SAN FRANCISCO — The fifth annual “Flip Side of Yoshi’s,” a day of traditional and contemporary Japanese culture and arts, will be held on Sunday, Oct. 21, from 10 a.m. to 4 p.m. at Yoshi’s San Francisco, 1330 Fillmore St.
Every October, Yoshie Akiba opens up her restaurant to share Japanese culture with the general public. She is co-founder of the Yoshi’s jazz club and restaurant in Oakland and San Francisco.
In the morning is a participatory workshop that includes tea ceremony, flower arrangement, sumi-e, origami, calligraphy, and a koto performance.
There will be afternoon performances of traditional music, dance and poetry with modern twists, followed by special 40th anniversary presentation of Akiba’s life story through choreographed dance and music with slides and narration.
Tickets are $20 for adults and $10 for students with valid ID (lunch included). Admission is free for children under 7 (Japanese lunch not included). For more information, call (415) 655-5600 or visit www.yoshis.com.
About Yoshi’s
Since 1972, Yoshi’s has existed in many forms and locations, while remaining dedicated to providing the Bay Area with the finest in Japanese cuisine and entertainment. Yoshi’s first opened its doors as a 25-seat Japanese restaurant just north of the UC Berkeley campus.

In only five years, the small storefront that nurtured the business’ formative years began to feel confining.
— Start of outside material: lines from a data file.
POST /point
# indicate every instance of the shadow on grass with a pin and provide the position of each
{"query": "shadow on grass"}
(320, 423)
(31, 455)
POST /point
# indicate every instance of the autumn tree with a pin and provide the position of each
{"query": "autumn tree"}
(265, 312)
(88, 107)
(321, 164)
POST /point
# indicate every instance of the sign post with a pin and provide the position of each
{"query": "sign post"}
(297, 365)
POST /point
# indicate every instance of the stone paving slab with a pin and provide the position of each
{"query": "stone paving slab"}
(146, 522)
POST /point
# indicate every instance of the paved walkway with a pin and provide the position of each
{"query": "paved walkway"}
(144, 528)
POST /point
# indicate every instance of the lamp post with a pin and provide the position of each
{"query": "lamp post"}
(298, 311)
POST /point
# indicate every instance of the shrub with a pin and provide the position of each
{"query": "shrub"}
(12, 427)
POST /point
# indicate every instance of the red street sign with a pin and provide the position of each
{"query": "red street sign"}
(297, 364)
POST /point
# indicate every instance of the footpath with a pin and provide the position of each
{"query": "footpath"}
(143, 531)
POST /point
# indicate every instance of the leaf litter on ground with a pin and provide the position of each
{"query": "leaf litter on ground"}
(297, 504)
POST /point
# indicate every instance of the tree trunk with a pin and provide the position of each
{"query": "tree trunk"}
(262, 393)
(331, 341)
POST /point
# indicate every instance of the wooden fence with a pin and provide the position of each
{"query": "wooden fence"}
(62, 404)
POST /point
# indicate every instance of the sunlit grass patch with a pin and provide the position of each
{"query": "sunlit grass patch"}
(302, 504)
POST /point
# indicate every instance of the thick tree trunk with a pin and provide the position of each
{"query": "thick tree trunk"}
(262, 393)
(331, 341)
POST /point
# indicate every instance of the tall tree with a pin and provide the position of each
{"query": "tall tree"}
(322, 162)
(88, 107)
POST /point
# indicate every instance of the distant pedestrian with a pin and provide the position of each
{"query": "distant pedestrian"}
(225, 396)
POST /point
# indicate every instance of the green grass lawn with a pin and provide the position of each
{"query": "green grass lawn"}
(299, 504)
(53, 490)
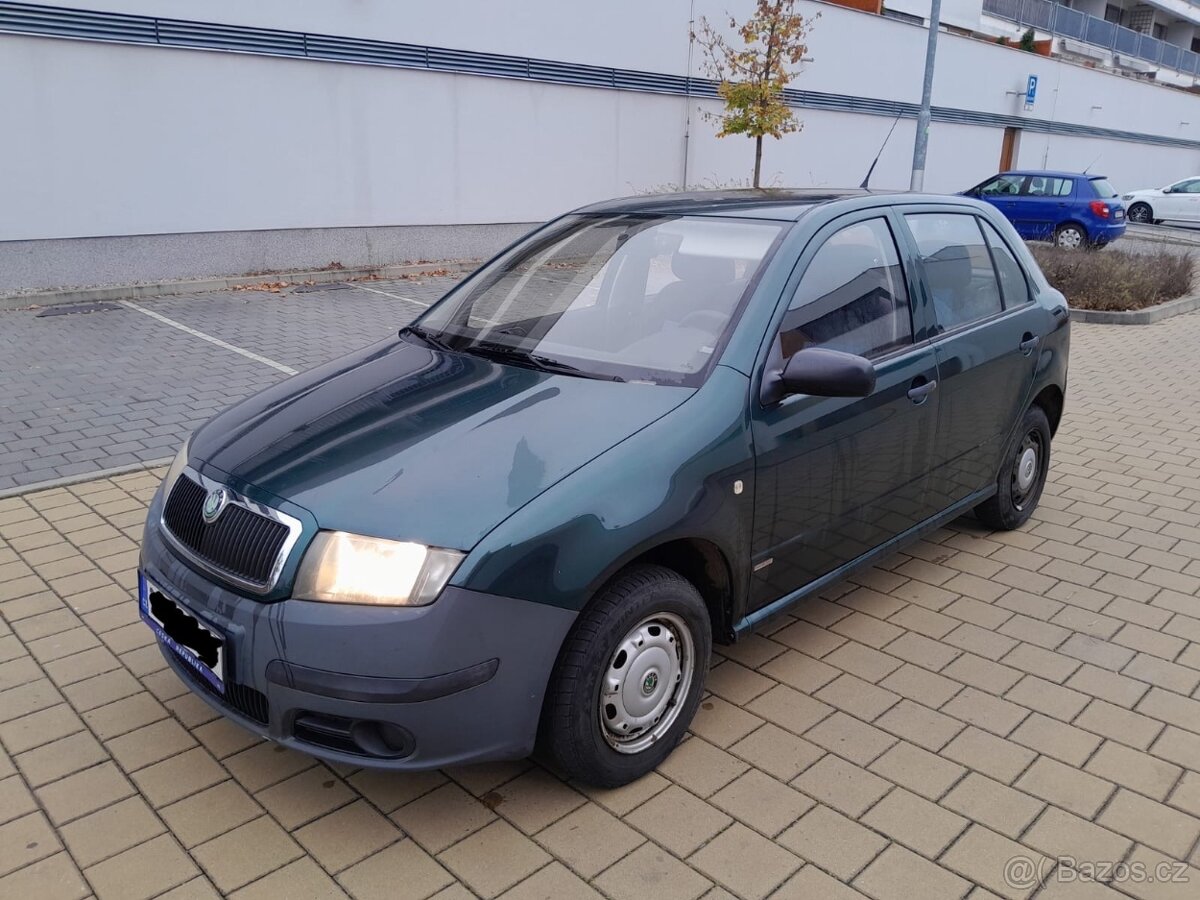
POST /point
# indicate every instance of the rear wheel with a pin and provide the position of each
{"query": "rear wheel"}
(1021, 477)
(629, 678)
(1071, 237)
(1141, 214)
In 1977, the three friends and owners — namesake Akiba, her husband Kaz Kajimura, and chef Hiroyuki Hori — converted a former laundromat on Claremont Avenue in Oakland’s Rockridge neighborhood into a 100-seat restaurant.
Presently regarded as one of the country’s premier jazz clubs, the music scene at Yoshi’s had a humble start, beginning in the late 1970s. The addition of a full bar and lounge with live music felt like a natural progression. The 40-square-foot, two-story wooden box addition was simply called “Upstairs at Yoshi’s.”
What began as a side project to offer dining patrons live music entertainment quietly developed into a proving ground for musicians from around the Bay Area. Notables among the performers included pianist and subsequent founder of The Jazzschool Susan Muscarella, Oakland’s musical patriarch and percussion legend Pete Escovedo, San Francisco’s journeyman percussionist and bandleader John Santos, and celebrated hard-bop pianist Benny Green (then a promising young Berkeley High School student).
Quickly the live music performances in the upstairs space became a hit with Bay Area residents. While piano trios and other local jazz artists performed on weeknights, the weekends were dedicated to salsa and Latin-jazz dance bands. Akiba, a Mills College-trained dancer, can still be seen on the dance floor at Yoshi’s during performances, particularly Latin-jazz and salsa.
The music performances became such a draw, that in 1985 Yoshi’s expanded again and added an adjacent nightclub, ultimately named Yoshi’s Nitespot. Featuring a full bar, dance floor, stage, and mezzanine, the Nitespot served as a full-time music venue, and allowed the bustling restaurant to expand its seating into the bar’s previous upstairs location.
Happening upon the newly constructed Nitespot, jazz club operator Chuck LaPaglia was immediately taken by the venue. Conscious of Keystone Korner’s closure two years prior, he convinced the three owners to let him experiment with booking national jazz acts on the Nitespot stage.
Not even a week after Herb Caen mused in his San Francisco Chronicle column that “jazz may not be dead — not with so many skilled practitioners around — but the venues are drying up,” Hammond B-3 organ innovator Jimmy Smith played the brand new Yoshi’s Nitespot. The East Bay Express reported that “fans flocked in like they’d been coming for years … By the time Smith and his quartet launched into ‘The Sermon,’ there wasn’t an empty seat to be found.”
On a rainy Thursday night in January 1986, Smith took the stage at Yoshi’s, unaware of the integral role his weekend performances would take in shaping the club’s artistic direction, and permanently solidified jazz’s place in the musical landscape of the Bay Area.